Structural contingency (part one)

Order, in mathematics, matters.

Take two functions, f and g, and compose them, thus applying them to an argument as either f(g(x)) or g(f(x)). In general, it cannot be assumed that f(g(x)) = g(f(x)). If f(x) = 2x and g(x) = x 2, for example, then f(g(3)) = 18 but g(f(3)) = 36. The order in which the functions apply matters. Mathematics often supplying multiple ways of expressing an idea, this f(g(x)) can also be written using the compositional operator o meaning, “Applied after,” such that f(g(x)) = f o g (x).

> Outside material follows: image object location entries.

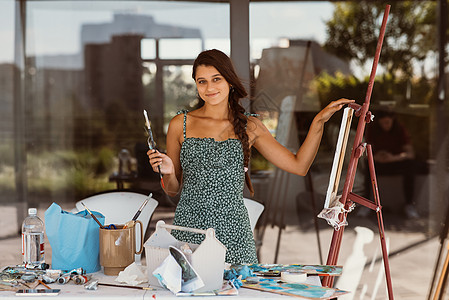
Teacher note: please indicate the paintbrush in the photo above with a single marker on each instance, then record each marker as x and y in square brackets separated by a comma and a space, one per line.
[93, 216]
[129, 223]
[151, 143]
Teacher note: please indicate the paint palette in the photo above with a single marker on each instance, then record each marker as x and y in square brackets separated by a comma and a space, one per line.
[300, 290]
[321, 270]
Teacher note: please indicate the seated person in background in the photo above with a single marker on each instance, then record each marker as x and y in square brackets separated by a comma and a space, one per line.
[393, 154]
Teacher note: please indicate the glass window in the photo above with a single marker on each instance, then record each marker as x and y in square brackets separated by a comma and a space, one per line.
[7, 73]
[92, 68]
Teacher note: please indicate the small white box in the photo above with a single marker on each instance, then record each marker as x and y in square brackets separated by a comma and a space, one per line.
[208, 258]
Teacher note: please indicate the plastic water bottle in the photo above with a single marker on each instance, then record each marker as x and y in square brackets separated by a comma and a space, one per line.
[33, 239]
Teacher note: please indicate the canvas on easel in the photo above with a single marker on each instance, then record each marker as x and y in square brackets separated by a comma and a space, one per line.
[348, 198]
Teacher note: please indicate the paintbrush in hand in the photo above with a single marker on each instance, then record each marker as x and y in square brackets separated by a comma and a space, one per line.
[131, 223]
[151, 143]
[93, 216]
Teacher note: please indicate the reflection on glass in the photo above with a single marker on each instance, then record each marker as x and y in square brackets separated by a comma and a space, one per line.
[180, 48]
[148, 48]
[91, 69]
[7, 70]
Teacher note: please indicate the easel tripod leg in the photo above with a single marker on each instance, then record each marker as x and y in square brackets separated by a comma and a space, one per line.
[380, 221]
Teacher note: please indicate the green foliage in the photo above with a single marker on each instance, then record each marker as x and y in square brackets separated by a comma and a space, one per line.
[353, 31]
[80, 173]
[386, 88]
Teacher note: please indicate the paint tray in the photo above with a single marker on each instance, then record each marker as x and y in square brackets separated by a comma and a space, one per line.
[208, 258]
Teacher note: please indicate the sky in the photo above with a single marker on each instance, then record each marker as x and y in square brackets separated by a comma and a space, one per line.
[52, 33]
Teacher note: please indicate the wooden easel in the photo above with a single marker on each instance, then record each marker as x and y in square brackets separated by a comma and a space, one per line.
[440, 288]
[358, 149]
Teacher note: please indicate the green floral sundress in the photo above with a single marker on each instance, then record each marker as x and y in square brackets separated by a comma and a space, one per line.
[212, 196]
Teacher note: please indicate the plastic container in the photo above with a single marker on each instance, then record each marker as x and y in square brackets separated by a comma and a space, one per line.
[208, 258]
[33, 239]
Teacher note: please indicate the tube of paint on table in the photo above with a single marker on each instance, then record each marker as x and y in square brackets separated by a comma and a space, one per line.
[81, 279]
[64, 278]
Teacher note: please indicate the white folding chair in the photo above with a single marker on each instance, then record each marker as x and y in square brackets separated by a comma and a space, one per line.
[120, 207]
[255, 209]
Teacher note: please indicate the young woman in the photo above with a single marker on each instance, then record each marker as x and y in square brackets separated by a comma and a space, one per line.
[208, 153]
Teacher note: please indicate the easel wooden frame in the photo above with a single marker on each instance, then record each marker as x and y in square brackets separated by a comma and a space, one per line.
[358, 149]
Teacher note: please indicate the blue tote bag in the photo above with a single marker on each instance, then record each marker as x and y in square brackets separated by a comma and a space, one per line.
[74, 239]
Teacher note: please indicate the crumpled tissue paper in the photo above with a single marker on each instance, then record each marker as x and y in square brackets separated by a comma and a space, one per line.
[132, 275]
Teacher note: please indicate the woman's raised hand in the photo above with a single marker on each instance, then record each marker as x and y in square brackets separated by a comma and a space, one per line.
[162, 160]
[326, 113]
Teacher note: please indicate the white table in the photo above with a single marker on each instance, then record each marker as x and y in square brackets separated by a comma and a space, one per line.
[73, 291]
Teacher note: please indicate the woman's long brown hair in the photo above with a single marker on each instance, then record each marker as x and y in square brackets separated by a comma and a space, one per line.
[223, 64]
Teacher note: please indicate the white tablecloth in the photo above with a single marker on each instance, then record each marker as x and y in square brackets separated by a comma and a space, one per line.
[73, 291]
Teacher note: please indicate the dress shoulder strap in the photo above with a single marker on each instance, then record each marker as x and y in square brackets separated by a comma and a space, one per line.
[184, 111]
[248, 114]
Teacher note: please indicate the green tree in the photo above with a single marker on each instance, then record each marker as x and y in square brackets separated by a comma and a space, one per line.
[353, 31]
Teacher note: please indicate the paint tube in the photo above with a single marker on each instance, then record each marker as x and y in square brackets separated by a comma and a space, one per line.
[81, 279]
[48, 279]
[92, 285]
[64, 278]
[78, 271]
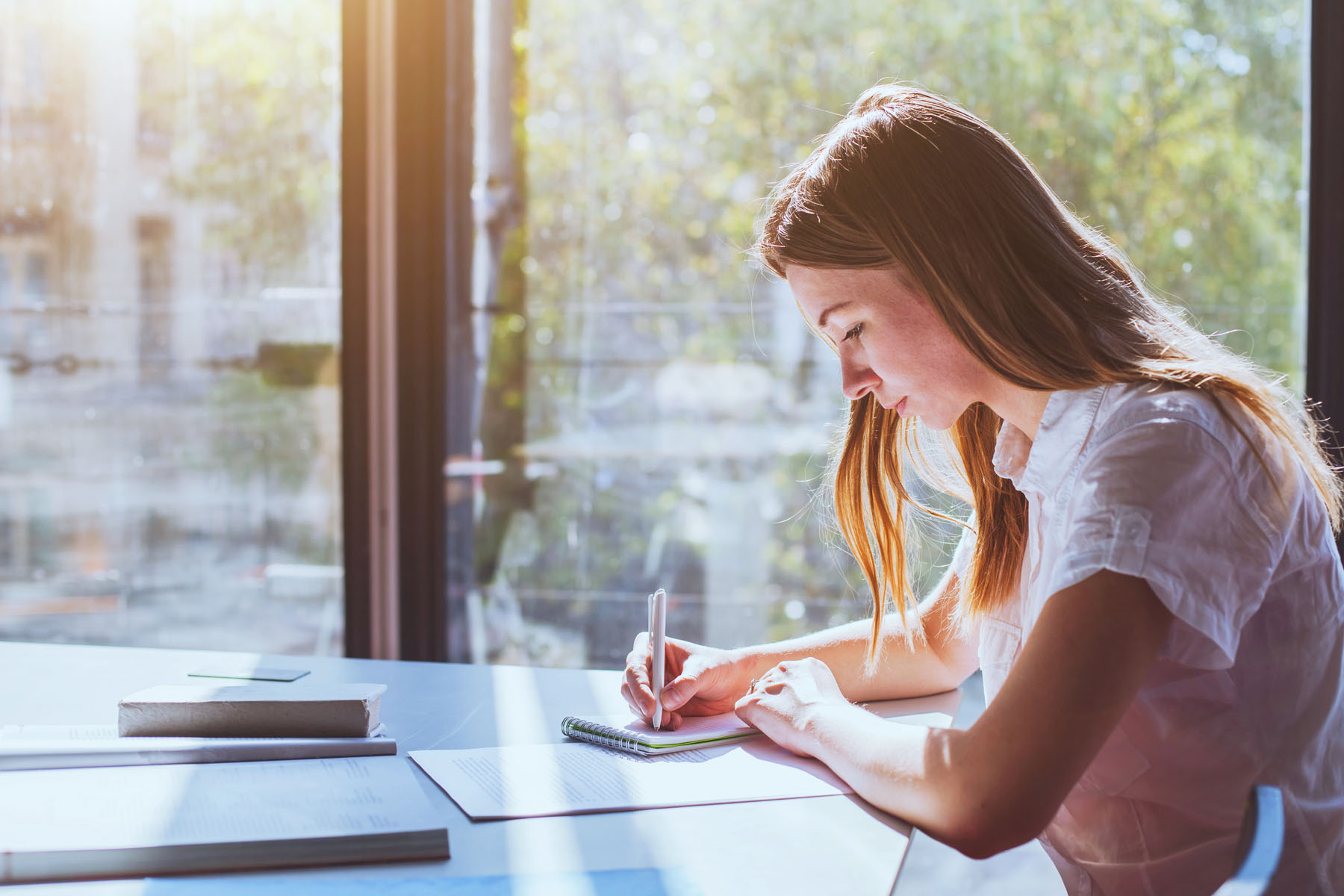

A function defined purely in terms of the composition of other functions is itself a composed function. In Java a composed method might look like this:

public void recoverFromException() {
	View view = registry.get(View.class)
	view.endWaiting();
    }

If we wish to view a method entirely from the perspective of how it orders the invoking of other methods then, stripping away the clutter of variable and assignment, we can “model” this method with an “order equation”:

recoverFromException = endWaiting o get

Such a composition stems from the necessary relationship of the invocations involved, get() supplying the argument to endWaiting(). The explicitness of syntactic ordering demands that get() be invoked before endWaiting(), otherwise the program will not compile. But what of seemingly unrelated method invocations? Consider the following:

public void clearViewCache(View view) {
	view.clearPositionCache();
	view.clearImageCache();
    }

This method expresses a weaker syntactic ordering requirement than the previous because it is not a composed method but defined in terms of two method invocations neither of which supplies necessary argument to the other. A method whose invocation order lacks necessary explicitness is called a contingent method. Unlike the previous method, which admitted no re-ordering, this contingent method apparently could have been written as:

public void clearViewCache(View view) {
	view.clearImageCache();
	view.clearPositionCache();
    }

This, of course, may not be the case. Taking no arguments and supplying no return values, both method invocations wallow in side-effects, so the second invocation may harvest information altered by the first such that a re-ordering will cause an error. Whether the apparent lack of necessary order implies a stealth order to be respected or an invitation to shuffle at will is moot; the point remains that the method itself offers no syntactic evidence either way and in doing so suggests orderlessness where composition does not. This suggestion may be wrong but it exists nonetheless. Contingency raises questions that composition avoids entirely.

Programmers value intent. Kent Beck’s Extreme Programming Explained, for example, claims that the very essence of simple code is that it, “Reveals its intent.” Robert C. Martin goes further asserting that, even more than mere programming, “Architecture is about intent.” Increasing constraint generally correlates with increasing intent because with increasing constraint comes a reduced number of alternatives and thus fewer opportunities for ambiguity and misinterpretation. Given that composition constrains ordering more than than contingency, composed methods show more intent than contingent methods and so enjoy, on this narrow dimension alone, superiority.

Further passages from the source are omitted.